Il Card. Cordes contro il Card. Marx e mons. Bode: evitiamo “golpe”

CordesNon tutti dicono sì… Il Cardinale tedesco Paul Josef Cordes, presidente emerito del Pontificio Consiglio Cor Unum, ad esempio, non ci sta ed ha deciso di prendere posizione sul quotidiano cattolico Die Tagespost – poi ripreso dall’agenzia www.kath.net – contro le recenti dichiarazioni rilasciate alla stampa dal Card. Reinhard Marx, presidente della Conferenza episcopale tedesca, nonché dal Vescovo di Osnabrück, mons. Franz Josef Bode, in occasione dell’assemblea generale di Hildesheim. Dichiarazioni tali, secondo il porporato, da «provocare confusione» e peraltro «non documentate, né smentite dalla segreteria della stessa Conferenza episcopale». Anzi, parla espressamente di «distorsioni teologiche» ed avverte: «Certamente sulla nuova edizione del Gotteslob, il libro dei canti ufficiali, o sul percorso del pellegrinaggio ad Altötting, santuario mariano della Bavaria, il presidente della Conferenza episcopale tedesca è competente. Ma la questione dei divorziati risposati è cosa ben diversa, perché legata direttamente al cuore della teologia. Nemmeno un Cardinale può separare la pastorale dalla Dottrina con un golpe, a meno che non si voglia ignorare deliberatamente il sensus fidei cui ci vincolano le parole di Gesù e le proposizioni del Concilio di Trento».

E prosegue, a scanso di qualsiasi equivoco: «La frase: “Non possiamo aspettare che sia un Sinodo a dirci come dobbiamo organizzare qui la pastorale matrimoniale e familiare”, certamente non è ispirata da un senso ecclesiale di comunione. Questo ‘complesso anti-romano’ non è per niente l’invenzione di qualche scrittore, bensì una realtà propria delle latitudini settentrionali, dotate di forza centrifuga, che in qualche caso si rivela fortemente distruttiva per l’unità della fede». Quanto alla pretesa, avanzata dal Card. Marx, di non considerare la Germania come «una filiale di Roma», il Card. Cordes la liquida come una «battuta da bar», perché «inappropriata» ad un «contesto di Chiesa».

Ma a far problema, secondo il porporato, sono anche le dichiarazioni rilasciate da mons. Franz-Josef Bode, presidente della Commissione pastorale della Conferenza episcopale, per il quale dogmatica e pastorale dovrebbero reciprocamente “arricchirsi”, il che supporrebbe, a suo dire, un «cambio di paradigma». Per questo mons. Bode ricorre alla costituzione conciliare Gaudium et Spes, laddove ritiene non esservi «nulla di genuinamente umano che non abbia risonanza nel loro cuore [dei discepoli di Cristo]». Dal che, con improprie acrobazie teologico-sintattiche, deduce non poter «dottrina e vita marciare secondo strade totalmente differenti».

«Durante le discussioni del Concilio sulla rilevanza per la fede dei fenomeni sociali o ecclesiali – osserva in tutta risposta il Card.

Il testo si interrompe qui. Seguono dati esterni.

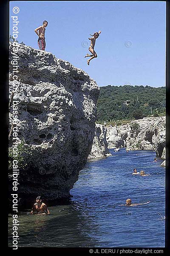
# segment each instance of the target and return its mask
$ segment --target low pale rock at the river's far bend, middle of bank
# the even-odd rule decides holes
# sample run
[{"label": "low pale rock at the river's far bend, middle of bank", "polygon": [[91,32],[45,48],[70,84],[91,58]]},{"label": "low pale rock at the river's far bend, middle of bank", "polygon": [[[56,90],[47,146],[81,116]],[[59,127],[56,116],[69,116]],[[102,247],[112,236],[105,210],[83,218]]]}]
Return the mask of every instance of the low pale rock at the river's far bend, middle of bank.
[{"label": "low pale rock at the river's far bend, middle of bank", "polygon": [[107,127],[106,139],[108,141],[108,148],[126,147],[128,129],[128,124]]}]

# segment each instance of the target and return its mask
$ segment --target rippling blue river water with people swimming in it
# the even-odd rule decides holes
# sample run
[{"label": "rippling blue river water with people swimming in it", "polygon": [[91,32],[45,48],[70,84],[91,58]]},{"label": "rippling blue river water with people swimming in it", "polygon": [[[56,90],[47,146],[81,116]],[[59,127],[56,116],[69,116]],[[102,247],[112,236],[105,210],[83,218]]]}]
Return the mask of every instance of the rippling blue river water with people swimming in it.
[{"label": "rippling blue river water with people swimming in it", "polygon": [[[164,247],[163,160],[153,163],[155,151],[110,151],[112,156],[89,161],[80,171],[68,204],[48,207],[50,215],[20,213],[18,246]],[[134,168],[150,176],[132,175]],[[119,206],[127,198],[150,203]],[[11,221],[9,216],[9,246]]]}]

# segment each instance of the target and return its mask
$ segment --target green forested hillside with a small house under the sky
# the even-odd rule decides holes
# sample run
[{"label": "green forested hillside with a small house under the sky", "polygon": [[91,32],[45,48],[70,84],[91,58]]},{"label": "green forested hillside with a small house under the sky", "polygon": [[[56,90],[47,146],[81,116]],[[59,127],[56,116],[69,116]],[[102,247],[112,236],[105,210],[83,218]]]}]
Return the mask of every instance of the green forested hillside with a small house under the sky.
[{"label": "green forested hillside with a small house under the sky", "polygon": [[165,93],[166,87],[142,85],[100,87],[97,122],[163,116],[166,107]]}]

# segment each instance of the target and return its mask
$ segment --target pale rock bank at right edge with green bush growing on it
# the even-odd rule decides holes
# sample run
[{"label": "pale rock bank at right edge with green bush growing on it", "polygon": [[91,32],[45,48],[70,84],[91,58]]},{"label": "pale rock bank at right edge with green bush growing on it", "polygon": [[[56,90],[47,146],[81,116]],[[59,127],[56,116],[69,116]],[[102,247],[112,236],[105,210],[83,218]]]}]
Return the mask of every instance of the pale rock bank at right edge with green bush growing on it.
[{"label": "pale rock bank at right edge with green bush growing on it", "polygon": [[126,139],[127,150],[155,150],[161,157],[165,146],[165,117],[134,120]]}]

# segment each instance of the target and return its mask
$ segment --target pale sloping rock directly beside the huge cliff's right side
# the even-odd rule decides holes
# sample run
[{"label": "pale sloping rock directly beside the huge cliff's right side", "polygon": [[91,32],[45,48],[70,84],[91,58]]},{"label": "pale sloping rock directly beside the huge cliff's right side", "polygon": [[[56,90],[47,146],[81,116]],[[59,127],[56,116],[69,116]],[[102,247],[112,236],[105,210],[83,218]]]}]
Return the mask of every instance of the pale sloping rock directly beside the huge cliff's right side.
[{"label": "pale sloping rock directly beside the huge cliff's right side", "polygon": [[88,159],[100,158],[110,156],[111,153],[108,150],[108,143],[106,141],[107,129],[104,125],[96,124],[95,135],[91,153],[88,155]]}]

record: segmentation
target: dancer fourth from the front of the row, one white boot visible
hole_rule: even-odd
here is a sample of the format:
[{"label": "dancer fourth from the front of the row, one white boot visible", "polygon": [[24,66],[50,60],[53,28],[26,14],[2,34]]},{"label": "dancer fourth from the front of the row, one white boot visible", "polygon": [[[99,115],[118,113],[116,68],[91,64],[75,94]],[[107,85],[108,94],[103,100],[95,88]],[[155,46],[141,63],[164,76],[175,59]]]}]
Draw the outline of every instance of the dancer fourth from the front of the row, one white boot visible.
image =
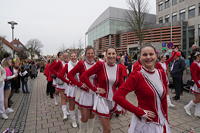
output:
[{"label": "dancer fourth from the front of the row, one white boot visible", "polygon": [[70,113],[70,118],[72,120],[72,127],[78,126],[76,123],[76,115],[75,115],[76,87],[72,83],[70,83],[70,81],[67,79],[67,74],[72,68],[74,68],[76,64],[77,64],[77,55],[76,53],[71,53],[70,61],[65,65],[64,69],[58,75],[58,77],[65,82],[65,88],[66,88],[65,95],[69,101],[69,113]]}]

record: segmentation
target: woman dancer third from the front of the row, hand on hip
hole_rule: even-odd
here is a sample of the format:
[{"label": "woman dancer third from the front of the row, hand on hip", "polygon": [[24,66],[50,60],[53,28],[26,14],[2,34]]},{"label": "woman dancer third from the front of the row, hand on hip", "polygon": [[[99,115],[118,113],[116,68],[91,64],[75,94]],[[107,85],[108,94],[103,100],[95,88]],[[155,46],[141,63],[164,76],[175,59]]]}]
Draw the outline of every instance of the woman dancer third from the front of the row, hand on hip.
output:
[{"label": "woman dancer third from the front of the row, hand on hip", "polygon": [[[94,48],[88,46],[85,50],[85,60],[81,60],[77,65],[68,73],[67,77],[72,82],[72,84],[79,87],[82,91],[80,93],[80,98],[77,99],[77,104],[79,105],[81,112],[80,120],[80,130],[79,133],[92,133],[94,126],[94,114],[92,114],[92,108],[94,105],[94,93],[92,91],[87,91],[86,85],[78,81],[75,77],[76,74],[79,74],[79,77],[91,68],[95,64],[95,53]],[[90,81],[94,82],[95,76],[90,77]],[[87,125],[88,124],[88,125]]]}]

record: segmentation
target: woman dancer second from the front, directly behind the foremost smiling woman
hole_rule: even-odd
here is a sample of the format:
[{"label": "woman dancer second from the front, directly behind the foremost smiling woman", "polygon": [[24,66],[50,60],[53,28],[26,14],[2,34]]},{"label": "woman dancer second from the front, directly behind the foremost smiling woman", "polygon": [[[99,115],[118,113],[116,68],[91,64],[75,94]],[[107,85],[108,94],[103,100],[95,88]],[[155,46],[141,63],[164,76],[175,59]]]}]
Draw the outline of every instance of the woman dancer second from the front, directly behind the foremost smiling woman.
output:
[{"label": "woman dancer second from the front, directly behind the foremost smiling woman", "polygon": [[[110,116],[117,110],[117,105],[113,101],[113,95],[117,88],[123,83],[123,68],[116,64],[116,49],[106,50],[106,62],[98,61],[93,67],[81,75],[81,81],[89,89],[96,92],[93,111],[98,114],[103,127],[103,133],[110,133]],[[96,83],[92,83],[89,77],[96,75]]]}]

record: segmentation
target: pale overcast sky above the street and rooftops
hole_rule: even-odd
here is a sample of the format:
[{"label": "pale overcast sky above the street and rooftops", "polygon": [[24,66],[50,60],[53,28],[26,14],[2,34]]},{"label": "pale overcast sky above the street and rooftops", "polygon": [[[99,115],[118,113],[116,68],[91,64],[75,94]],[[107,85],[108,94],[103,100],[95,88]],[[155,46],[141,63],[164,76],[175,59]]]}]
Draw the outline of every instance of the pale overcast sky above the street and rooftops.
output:
[{"label": "pale overcast sky above the street and rooftops", "polygon": [[[156,0],[148,0],[150,13],[156,12]],[[8,21],[16,21],[15,38],[23,44],[37,38],[43,54],[55,54],[63,47],[84,42],[85,33],[109,6],[127,8],[126,0],[1,0],[0,36],[11,41]]]}]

Cordes – vi fu un ampio dibattito circa l’espressione biblica ‘segni dei tempi’», ma si giunse, in definitiva, alla conclusione di non potersi considerare «i fenomeni che sfidano la Chiesa», in «quanto tali», come «fonte di fede, locus theologicus». Del resto, prosegue il porporato, «la Costituzione conciliare sulla Divina Rivelazione, insegna senza alcuna ombra di dubbio come la fede della Chiesa Cattolica si alimenti esclusivamente della Sacra Scrittura e della Dottrina della Chiesa». Al di là di questo, «sarebbe davvero paradossale concedere la funzione di ‘fonte della fede’ ad un piccolo gruppo di membri della Chiesa, che vivono in una situazione spiritualmente infelice ed oggettivamente irregolare», quali per l’appunto i divorziati risposati. «La maggior parte dei fedeli praticanti non sono direttamente interessati da questo problema – incalza il Card. Cordes – Speriamo dunque che i pastori, che si riuniranno a Roma in autunno, sappiano piuttosto esser loro da guida su come radicare sempre più profondamente il loro matrimonio nella fede in Gesù Cristo, così da esser per gli altri testimoni della potenza di Dio nella vita delle persone», mostrando magari il loro apprezzamento per «tutti coloro che, nella fedeltà alle promesse nuziali», in questo tempo di grandi fragilità, non abbiano ceduto alla prospettiva di scappatoie o scorciatoie “alternative”.